Non-substitutable feature: Similar to the previous feature, the support from the government is also non-substitutable, meaning as such that Telkom's competitors cannot create this competitive advantage from other sources, meaning subsequently that they would not pose major competitive threats.
b) Regional expansion
Valuable feature: The Telkom Group expanded its operations into 38 states of the African continent. This advantage allows it to create value by accessing wider customer markets and increasing its sales and subsequently its revenues and profits. In other words, the regional expansion is a highly valuable resource.
Rare feature: The regional expansion resource is rare in comparison to other competitions in South Africa, and even other telecommunication companies in Africa. It is not however rare at a global scale, where the majority of the leading companies expanded not only regionally, but even globally. Nevertheless, the rare feature is possessed at a regional level, where Telkom activates.
In-imitable feature: Expanding the operations to a regional level is not an in-imitable feature, but it could be perceived as such through the lenses of the investments it requires. Since Telkom's competitors do not possess the resources necessary to such an expansion, this feature is assumed as possessed by Telkom alone.

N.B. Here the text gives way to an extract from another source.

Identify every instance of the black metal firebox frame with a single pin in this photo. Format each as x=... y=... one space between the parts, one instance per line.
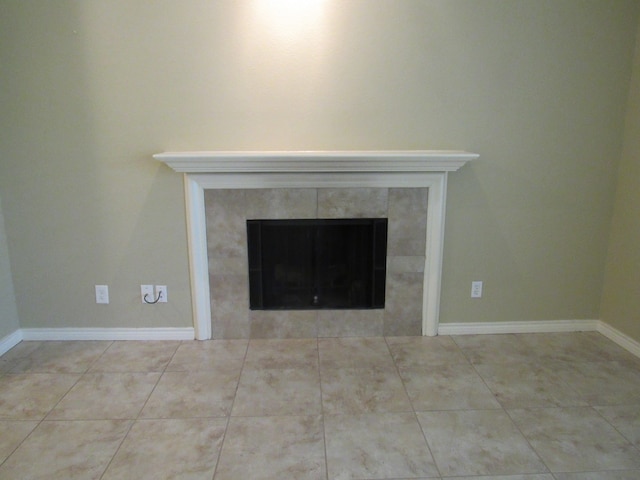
x=308 y=264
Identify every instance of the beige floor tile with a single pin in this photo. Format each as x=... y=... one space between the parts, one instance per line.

Non-substitutable feature: The regional expansion is a strategic advantage difficult to substitute. It could be -- to a limited degree however -- be replaced with a more in-depth penetration of the local market. Yet, it would be difficult for any of Telkom's competitors to create substitutes for the company's expansion into the 38 states.
c) Scale economy advantages
Valuable feature: The advantages of the scale economy present the Telkom Group with opportunities to generate more value through actions such as the offering of higher quality products at more affordable prices, the development of the infrastructure, or the attraction of customers through efficient marketing and distribution operations.
Rare feature: The scale economy is a rare feature, not encountered at the level of any other telecommunication company in South Africa.
In-imitable feature: The scale economy cannot be imitated by any other type of business model.
Non-substitutable feature: The advantages of the scale economy cannot be substituted with any other advantages. In some limited situations, competitive companies can find alternative ways of being competitive, but the totality of the advantages of the economy of scale cannot be substituted.
d) Large financial resources
Valuable feature: In order to create any type of value, the company requires financial resources. And the Telkom Group possesses these vast resources which allow it to develop new products and services, create new infrastructures, expand into other markets and other such value creating operations. In other words then, the important financial resources it possesses are strong competitive advantages and valuable resources.
Rare feature: Financial resources are not, in their traditional manner, rare resources. They are the result of strategic actions and decisions which lead to the creation of financial resources. In the context of the South African telecommunications industry however, the financial resources are a strong competitive advantage of Telkom since its competitors do not possess such impressive financial resources.
In-imitable feature: Financial resources are present everywhere within the industry and they can as such be imitated. In the current scenario however, it would be difficult for any company to imitate the resources possessed by Telkom.
Non-substitutable feature: Finally, in terms of their substitutability, it is noted that the financial resources cannot be replaced. In some special and limited circumstances, they can be replaced with barter contracts. On the long-term however, the financial resources cannot be substituted and this adds to the competitive strength of the Telkom Group.